Of course people with an agro sylvan pastoral tradition have to stop overgrazing if they wish to have healthy soils, overgrazing so impoverishes the soils in open woods of the type that belong to this tradition, that the trees end up`lacking nutrients and dying.
Other factors that reduce the organic material in a sylvo pastoral tradition are that the sheep eat the fallen leaves of the trees in autumn and as they spend the night in the stables these don't end up on the land and that the detritus of junipers, the fallen leaves, flowers, fruits, bark, of junipers gets used in stables as the smell of juniper deters insects from entering the stables, this also reduces the organic matter in the woods.
May be trees in the woods are even more ecological if no one prunes them and gives the leaves to the live stock, though prunning can help the health of trees. Many storeyed trees create a greater thickness of microclimate below their canopies, they must hold in the air to a great extent unless there is a wind blowing humidize the air and cool it and probably absorb moisture from the air, shade th eground from the sun and as many trees have very relfective leaves reflect the sun away but as it is difficult to insist on local populations baring with the prescense of trees if they are not an advantage to them, do not produce food or money. If westerners don't understand the use of trees in these countries they may give bad advise about them like that you must not use folliage to feed animals or that it does not feed them and by rendering the tree useless they will condem it to death.
Also just as we have valuable things to learn from this system there are things that may be we could teach them and if we don't understand the system how can we bring our scientific knowledge to bare on it, to better it. They have scientists too but who knows which person will have a scientist who gets there first-. Also understanding what i have learnt here could help experts in Afghanistan ask the sort of questions that would increase our knowledge of these systems and help us.

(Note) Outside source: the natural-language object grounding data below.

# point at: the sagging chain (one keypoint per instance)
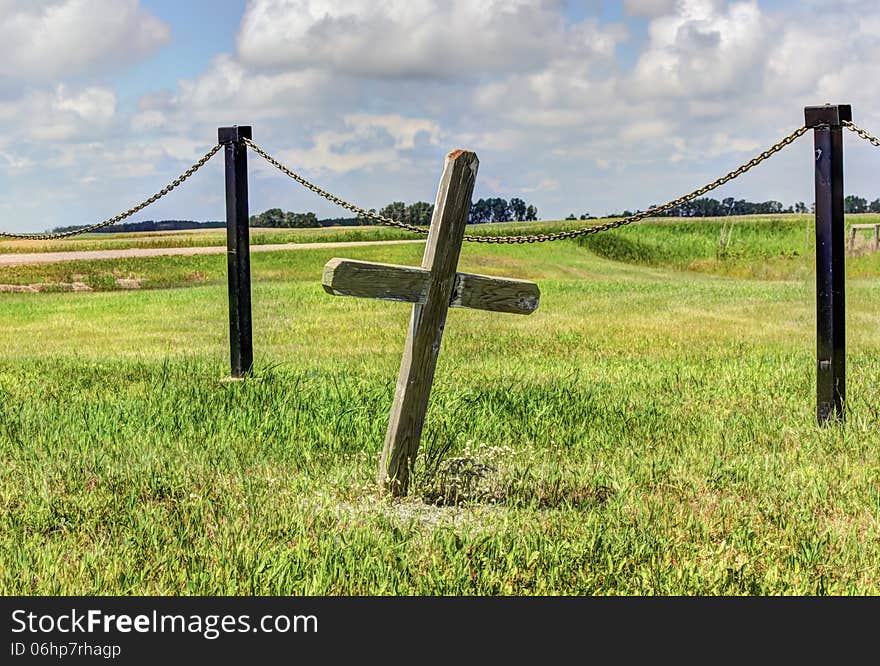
(539, 238)
(118, 218)
(870, 138)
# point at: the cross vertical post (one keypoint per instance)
(238, 259)
(427, 321)
(827, 122)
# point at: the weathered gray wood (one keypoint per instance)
(426, 325)
(481, 292)
(389, 282)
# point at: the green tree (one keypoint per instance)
(419, 213)
(518, 209)
(395, 210)
(481, 212)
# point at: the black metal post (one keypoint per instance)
(826, 122)
(238, 248)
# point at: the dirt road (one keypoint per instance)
(21, 259)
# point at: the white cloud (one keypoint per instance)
(47, 39)
(371, 142)
(648, 7)
(60, 114)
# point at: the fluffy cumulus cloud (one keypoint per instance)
(423, 39)
(566, 108)
(46, 39)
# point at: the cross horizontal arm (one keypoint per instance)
(407, 284)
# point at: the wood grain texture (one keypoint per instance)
(427, 322)
(481, 292)
(390, 282)
(387, 282)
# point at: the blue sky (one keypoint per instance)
(575, 106)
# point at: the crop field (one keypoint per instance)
(649, 430)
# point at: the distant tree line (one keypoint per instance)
(482, 211)
(493, 209)
(419, 213)
(709, 207)
(854, 204)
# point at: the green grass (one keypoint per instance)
(650, 430)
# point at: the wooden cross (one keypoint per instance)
(432, 289)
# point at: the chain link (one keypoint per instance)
(861, 132)
(539, 238)
(118, 218)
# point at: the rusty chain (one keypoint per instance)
(538, 238)
(870, 138)
(118, 218)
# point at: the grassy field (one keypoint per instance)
(650, 430)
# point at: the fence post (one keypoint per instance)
(238, 256)
(826, 122)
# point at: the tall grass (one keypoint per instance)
(647, 431)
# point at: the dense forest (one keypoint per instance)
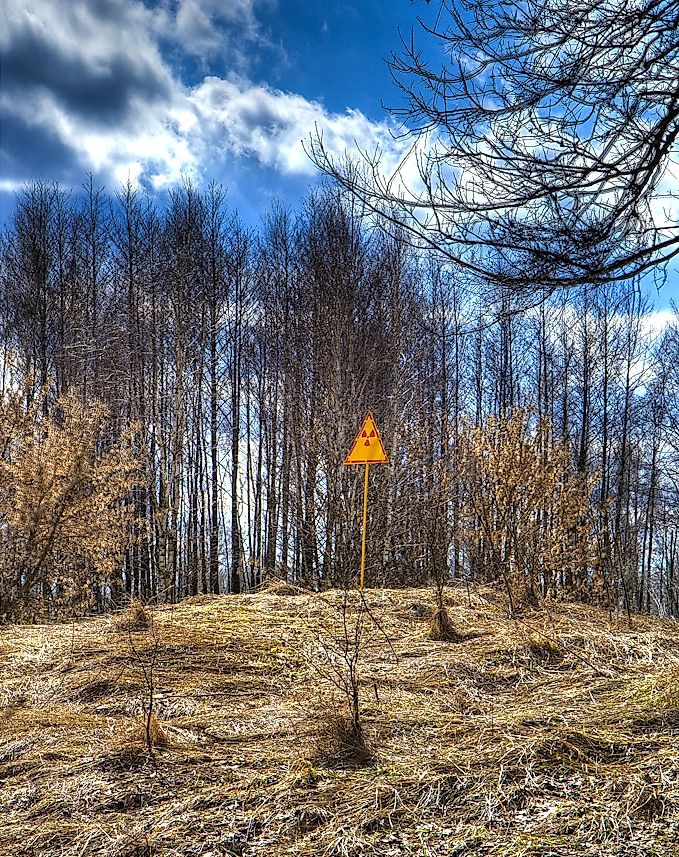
(179, 392)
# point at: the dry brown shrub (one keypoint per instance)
(442, 628)
(135, 618)
(341, 743)
(151, 731)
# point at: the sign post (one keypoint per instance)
(367, 450)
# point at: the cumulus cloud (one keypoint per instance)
(270, 125)
(86, 87)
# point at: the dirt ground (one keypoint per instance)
(556, 733)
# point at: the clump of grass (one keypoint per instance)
(541, 648)
(654, 701)
(151, 732)
(442, 629)
(136, 618)
(341, 743)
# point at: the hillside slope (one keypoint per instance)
(555, 734)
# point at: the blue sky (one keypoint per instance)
(155, 90)
(211, 89)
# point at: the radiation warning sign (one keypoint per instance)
(367, 448)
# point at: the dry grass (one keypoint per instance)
(555, 734)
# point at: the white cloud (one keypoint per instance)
(115, 104)
(270, 125)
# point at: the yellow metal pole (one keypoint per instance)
(365, 520)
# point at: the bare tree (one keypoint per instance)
(540, 142)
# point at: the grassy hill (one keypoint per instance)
(554, 734)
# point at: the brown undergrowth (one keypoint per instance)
(554, 733)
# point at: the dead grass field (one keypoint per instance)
(557, 734)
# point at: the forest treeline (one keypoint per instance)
(179, 393)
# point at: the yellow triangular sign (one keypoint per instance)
(367, 448)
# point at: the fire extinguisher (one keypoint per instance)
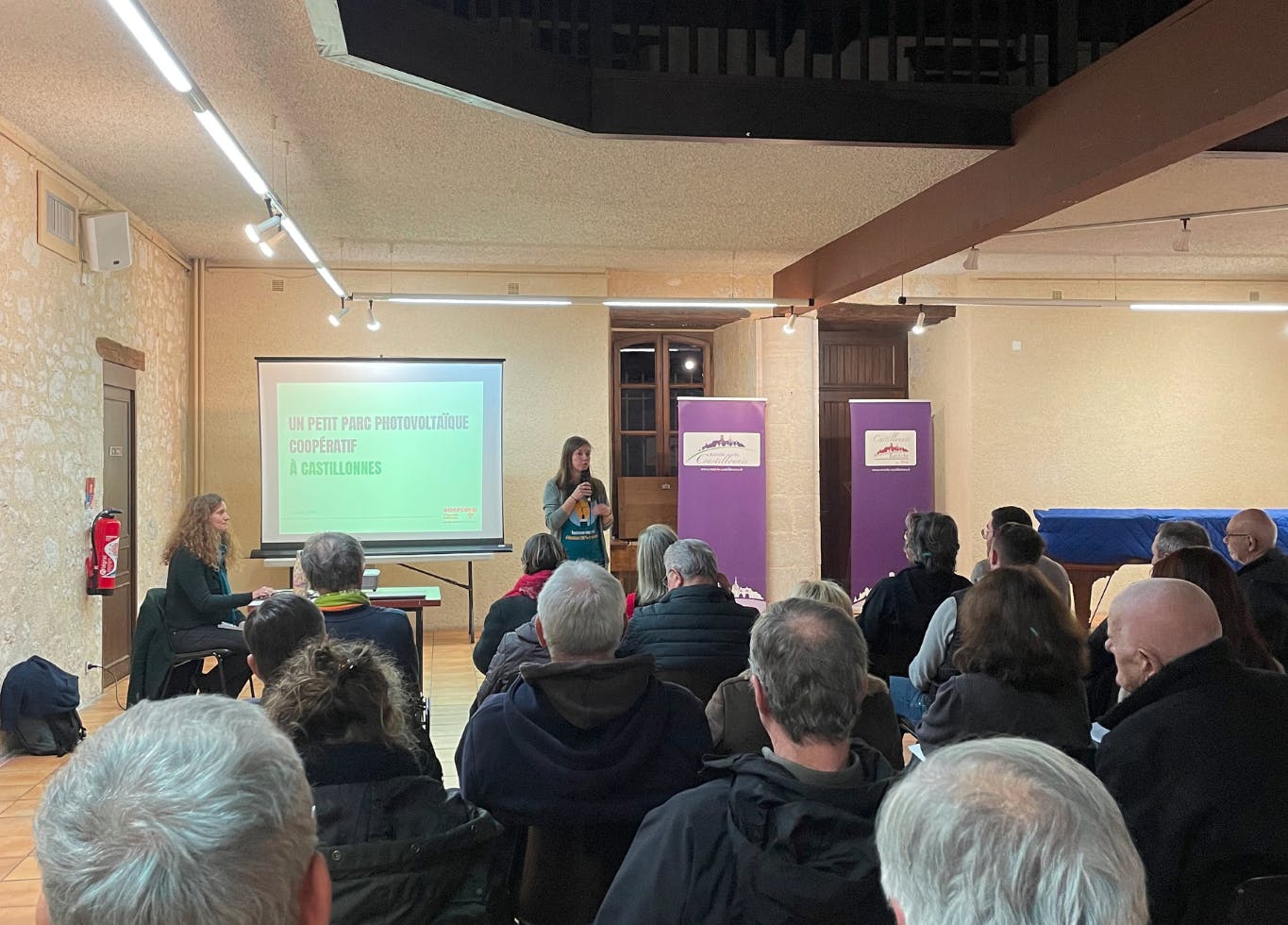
(101, 564)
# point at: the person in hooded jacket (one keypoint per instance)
(399, 848)
(787, 835)
(586, 738)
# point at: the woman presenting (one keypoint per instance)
(197, 596)
(576, 504)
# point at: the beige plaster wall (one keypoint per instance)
(557, 378)
(756, 360)
(52, 412)
(1105, 409)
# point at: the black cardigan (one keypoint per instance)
(193, 596)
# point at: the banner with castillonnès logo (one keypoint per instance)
(892, 472)
(722, 494)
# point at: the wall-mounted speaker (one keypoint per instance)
(106, 241)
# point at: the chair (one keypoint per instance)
(567, 871)
(1260, 900)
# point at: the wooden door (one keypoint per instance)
(851, 363)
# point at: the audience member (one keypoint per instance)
(276, 629)
(1022, 660)
(1052, 569)
(784, 835)
(736, 727)
(541, 555)
(649, 565)
(695, 632)
(1176, 535)
(1012, 544)
(1196, 754)
(1008, 830)
(1210, 571)
(190, 811)
(1251, 539)
(399, 848)
(588, 738)
(898, 610)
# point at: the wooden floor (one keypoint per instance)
(452, 681)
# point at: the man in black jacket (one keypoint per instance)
(1196, 756)
(784, 836)
(695, 632)
(1251, 539)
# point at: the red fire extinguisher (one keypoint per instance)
(101, 565)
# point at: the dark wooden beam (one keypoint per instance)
(1210, 73)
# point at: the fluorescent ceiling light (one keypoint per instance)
(145, 34)
(1209, 307)
(330, 281)
(688, 303)
(300, 241)
(232, 150)
(476, 300)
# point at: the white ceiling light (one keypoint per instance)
(1209, 307)
(144, 32)
(257, 233)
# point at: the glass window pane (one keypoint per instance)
(639, 456)
(639, 410)
(685, 363)
(638, 363)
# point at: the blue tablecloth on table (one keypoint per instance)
(1113, 536)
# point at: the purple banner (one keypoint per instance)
(722, 500)
(893, 472)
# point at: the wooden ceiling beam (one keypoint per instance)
(1210, 73)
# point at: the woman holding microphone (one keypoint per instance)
(576, 504)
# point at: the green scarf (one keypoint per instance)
(341, 599)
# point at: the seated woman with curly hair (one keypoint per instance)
(399, 848)
(1022, 660)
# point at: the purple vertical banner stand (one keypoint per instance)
(892, 472)
(722, 495)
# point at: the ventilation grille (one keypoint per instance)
(59, 218)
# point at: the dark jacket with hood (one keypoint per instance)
(758, 846)
(582, 742)
(896, 614)
(1265, 585)
(1196, 759)
(399, 848)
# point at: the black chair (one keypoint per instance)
(1260, 900)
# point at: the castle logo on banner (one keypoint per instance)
(706, 448)
(890, 447)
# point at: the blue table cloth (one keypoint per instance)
(1113, 536)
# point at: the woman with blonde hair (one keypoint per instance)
(198, 599)
(398, 846)
(649, 569)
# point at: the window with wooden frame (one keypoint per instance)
(651, 373)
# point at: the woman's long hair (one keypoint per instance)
(336, 691)
(649, 568)
(1211, 572)
(196, 533)
(567, 479)
(1015, 629)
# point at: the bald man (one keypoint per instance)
(1196, 756)
(1251, 537)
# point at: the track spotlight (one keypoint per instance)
(268, 244)
(257, 233)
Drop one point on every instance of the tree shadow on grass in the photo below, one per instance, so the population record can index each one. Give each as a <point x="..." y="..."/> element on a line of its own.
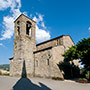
<point x="26" y="84"/>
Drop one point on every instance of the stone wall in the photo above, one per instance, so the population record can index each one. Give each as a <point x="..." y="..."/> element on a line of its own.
<point x="49" y="43"/>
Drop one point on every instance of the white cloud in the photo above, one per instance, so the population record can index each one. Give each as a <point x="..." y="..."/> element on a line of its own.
<point x="89" y="28"/>
<point x="41" y="33"/>
<point x="8" y="21"/>
<point x="4" y="4"/>
<point x="8" y="25"/>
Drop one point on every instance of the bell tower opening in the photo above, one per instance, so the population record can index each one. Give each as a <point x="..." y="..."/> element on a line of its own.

Last the influence of the west is so great, even while they hate and despise us, that it makes the people from other countries drop their good old fashioined outre systems with the bad old fashioned onesthety are afraid all the old fashioned is going to make them look ridiculouse. . We criticise them for over pasturising and they drop not just that tradition but all others old fashioned ones, so it is desperately necessary that we understand the good traditions and praise them extoll them as they deserve, they are usefull against desertificatio and might get lost if we don't. trees are really important ecologically. and more so where there is desertification. agri rose macaskie.